Recent German car scandals of evoke consumer concerns in Turkey

NEVDIL ŞAHIN
ISTANBUL
Published 03.06.2016 23:59
Updated 04.06.2016 00:02
Recent German car scandals of evoke consumer concerns in Turkey

Following the U.S. Environmental Protection Agency's (EPA) findings of cheats in emission tests in Volkswagen (VW) cars, the scandal led to concerns worldwide, including in Turkey, both on the seller and consumer side. Concerns have consolidated further following Mercedes-Benz and General Motors recently deciding to recall cars to fix emissions software because tests found irregularities. Although German Transport Minister Alexander Dobrindt announced German carmakers recalls of 630,000 cars to fix emissions-management software that show carbon emissions lower by in late April, this does not seem convincing enough to relieve consumers and compensate for damage to the environment.

Turkey is a big car market, including cars from around the world, and the emission scandal evoked concerns regarding consumer rights and environmental issues.

Concerning the issue, chairman of the Consumer Associations' Federation (TÜDEF), Hasan Atak, said that they are very concerned about the ethical rights of car customers in Turkey, emphasizing that the procedural controls on the car brands involved in the scandal should be tightened through stricter tests. Atak also said the carbon emission cheating is unethical and seriously damages the health of consumers. He also said that these imported cars trigger concerns for customers, who are being fooled, in a sense. Atak said under the legal framework, claims should be filed, since these imported cars have caused serious damage to Turkey's air. He also called for those planning to buy a new car to wisely think before purchasing cars involved in the scandal.

The chairman of Consumer Protection Association (TükoDer), Halil Çamalan, said those customers who have concerns about their cars or cars they are planning to buy should resort to the concerning authorities and courts for an investigation to be initiated to be sure of the compliance to the international standards.

Meanwhile, a scandal broke out following the EPA found that many VW cars on sale in the U.S. possessed a device or software showing improved results in emission tests in September. Following this, the German car manufacturer admitted that it cheated emissions tests.

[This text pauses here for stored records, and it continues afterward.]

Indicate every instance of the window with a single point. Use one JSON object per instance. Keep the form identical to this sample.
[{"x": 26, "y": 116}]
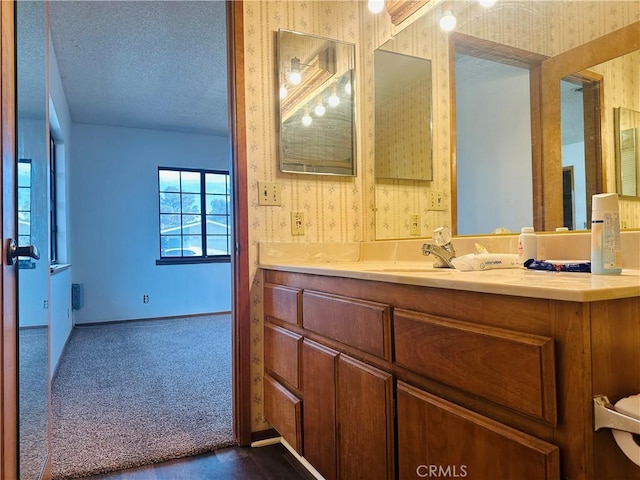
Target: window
[
  {"x": 24, "y": 210},
  {"x": 195, "y": 218}
]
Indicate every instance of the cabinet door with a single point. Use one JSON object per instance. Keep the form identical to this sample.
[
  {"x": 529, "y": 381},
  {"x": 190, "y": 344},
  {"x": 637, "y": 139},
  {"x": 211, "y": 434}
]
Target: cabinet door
[
  {"x": 283, "y": 410},
  {"x": 365, "y": 421},
  {"x": 319, "y": 413},
  {"x": 438, "y": 438},
  {"x": 282, "y": 354}
]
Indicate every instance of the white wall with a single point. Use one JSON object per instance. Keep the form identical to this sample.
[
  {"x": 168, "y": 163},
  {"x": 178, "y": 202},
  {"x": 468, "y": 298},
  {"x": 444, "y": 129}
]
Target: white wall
[
  {"x": 114, "y": 224},
  {"x": 60, "y": 315},
  {"x": 493, "y": 148}
]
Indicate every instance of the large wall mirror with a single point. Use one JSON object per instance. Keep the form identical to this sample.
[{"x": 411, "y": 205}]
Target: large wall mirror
[
  {"x": 545, "y": 31},
  {"x": 316, "y": 91},
  {"x": 402, "y": 116}
]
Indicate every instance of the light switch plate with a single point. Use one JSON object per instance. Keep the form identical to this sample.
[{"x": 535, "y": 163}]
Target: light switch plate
[
  {"x": 297, "y": 223},
  {"x": 435, "y": 200},
  {"x": 269, "y": 194}
]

The reaction of markets on a global scale became clear with the VW Group's finance report for the first quarter of 2016, with figures indicating a 20 percent drop in profits compared to the same period last year. Accordingly, pre-tax profit fell from 3.97 billion euros ($4.43 billion) to 3.2 billion euros in the first three months of 2016.

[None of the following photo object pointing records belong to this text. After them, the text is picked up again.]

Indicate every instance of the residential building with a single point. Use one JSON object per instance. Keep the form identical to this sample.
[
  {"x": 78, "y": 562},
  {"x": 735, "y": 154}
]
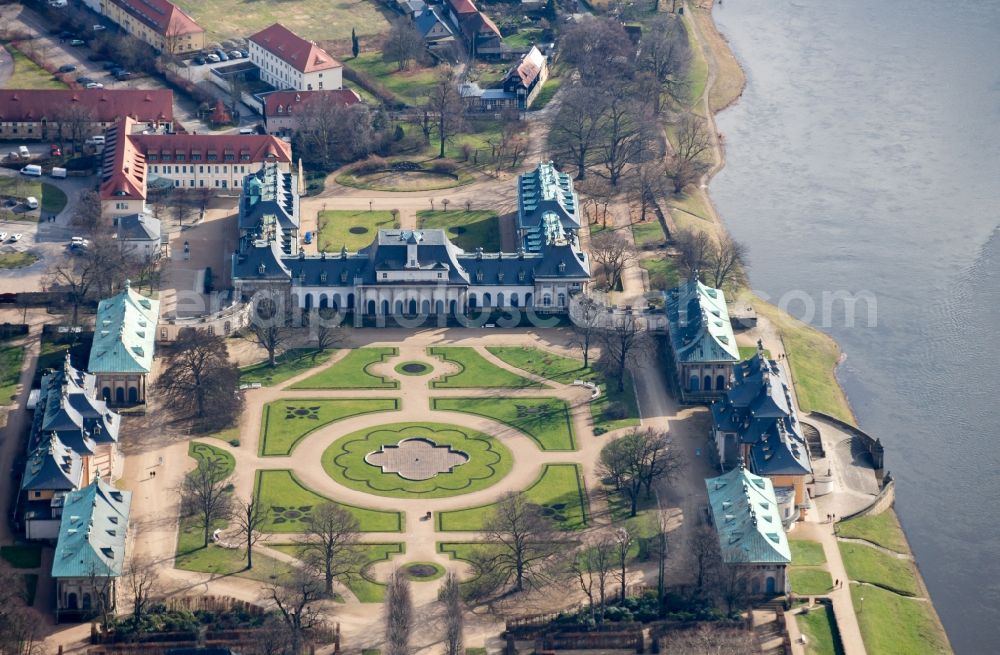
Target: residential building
[
  {"x": 58, "y": 114},
  {"x": 287, "y": 61},
  {"x": 90, "y": 550},
  {"x": 547, "y": 207},
  {"x": 702, "y": 344},
  {"x": 751, "y": 538},
  {"x": 159, "y": 23},
  {"x": 122, "y": 353},
  {"x": 756, "y": 424},
  {"x": 283, "y": 108}
]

According to a Guardian analysis, if VW and Audi cars in the U.S. with Type EA 189 engines had been fitted with a device designed to reduce emissions of nitrogen oxides complying with the standards, they would have emitted just 1,039 tons of nitrogen oxides each year, instead of spewing between 10,392 and 41,571 tons of toxic gas into the air every year.

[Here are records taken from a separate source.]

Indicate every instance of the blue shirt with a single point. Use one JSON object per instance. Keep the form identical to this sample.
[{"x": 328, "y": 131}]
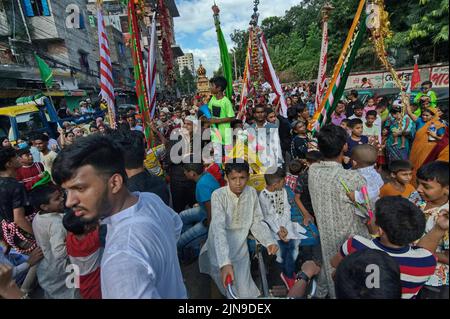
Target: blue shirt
[{"x": 206, "y": 185}]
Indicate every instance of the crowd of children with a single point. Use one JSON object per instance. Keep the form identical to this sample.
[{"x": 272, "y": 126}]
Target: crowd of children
[{"x": 359, "y": 192}]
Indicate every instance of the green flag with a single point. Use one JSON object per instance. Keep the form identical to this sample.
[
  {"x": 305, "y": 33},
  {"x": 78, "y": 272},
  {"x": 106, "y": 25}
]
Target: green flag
[
  {"x": 339, "y": 87},
  {"x": 224, "y": 57},
  {"x": 46, "y": 72}
]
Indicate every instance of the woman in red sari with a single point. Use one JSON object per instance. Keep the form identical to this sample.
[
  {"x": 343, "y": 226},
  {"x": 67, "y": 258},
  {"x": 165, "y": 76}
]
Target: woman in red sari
[{"x": 429, "y": 144}]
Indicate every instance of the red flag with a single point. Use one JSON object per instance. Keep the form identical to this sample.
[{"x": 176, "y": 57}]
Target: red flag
[{"x": 415, "y": 77}]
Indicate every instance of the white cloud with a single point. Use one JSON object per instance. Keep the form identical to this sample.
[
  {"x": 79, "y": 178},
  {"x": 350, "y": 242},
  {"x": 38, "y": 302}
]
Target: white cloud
[{"x": 196, "y": 22}]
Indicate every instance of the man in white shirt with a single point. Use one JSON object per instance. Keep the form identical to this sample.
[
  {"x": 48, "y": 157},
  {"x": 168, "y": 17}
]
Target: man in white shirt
[{"x": 140, "y": 258}]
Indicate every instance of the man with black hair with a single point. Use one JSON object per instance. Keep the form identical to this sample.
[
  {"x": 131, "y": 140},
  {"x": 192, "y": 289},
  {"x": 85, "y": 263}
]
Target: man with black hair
[
  {"x": 401, "y": 223},
  {"x": 335, "y": 214},
  {"x": 352, "y": 274},
  {"x": 139, "y": 179},
  {"x": 223, "y": 114},
  {"x": 235, "y": 211},
  {"x": 12, "y": 202},
  {"x": 140, "y": 257},
  {"x": 196, "y": 220},
  {"x": 179, "y": 147},
  {"x": 47, "y": 157},
  {"x": 30, "y": 172},
  {"x": 51, "y": 236}
]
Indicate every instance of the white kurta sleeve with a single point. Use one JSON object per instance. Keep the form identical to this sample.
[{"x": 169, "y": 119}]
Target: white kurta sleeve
[
  {"x": 259, "y": 229},
  {"x": 142, "y": 285},
  {"x": 58, "y": 241},
  {"x": 286, "y": 218},
  {"x": 217, "y": 230}
]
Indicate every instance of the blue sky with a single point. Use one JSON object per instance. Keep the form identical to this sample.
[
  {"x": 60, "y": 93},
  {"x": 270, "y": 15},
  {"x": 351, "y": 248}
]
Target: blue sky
[{"x": 195, "y": 32}]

Scandals in the automobile sector are not confined to these incidents. For instance, airbag, made by Japanese major parts supplier Takata were mostly installed in cars from model year 2002 through 2015, some of which could deploy explosively, injuring or even killing people, rather than preventing injury or death. According to the estimated numbers, about 34 million vehicles are potentially affected in the U.S., and another 7 million have been recalled worldwide until now.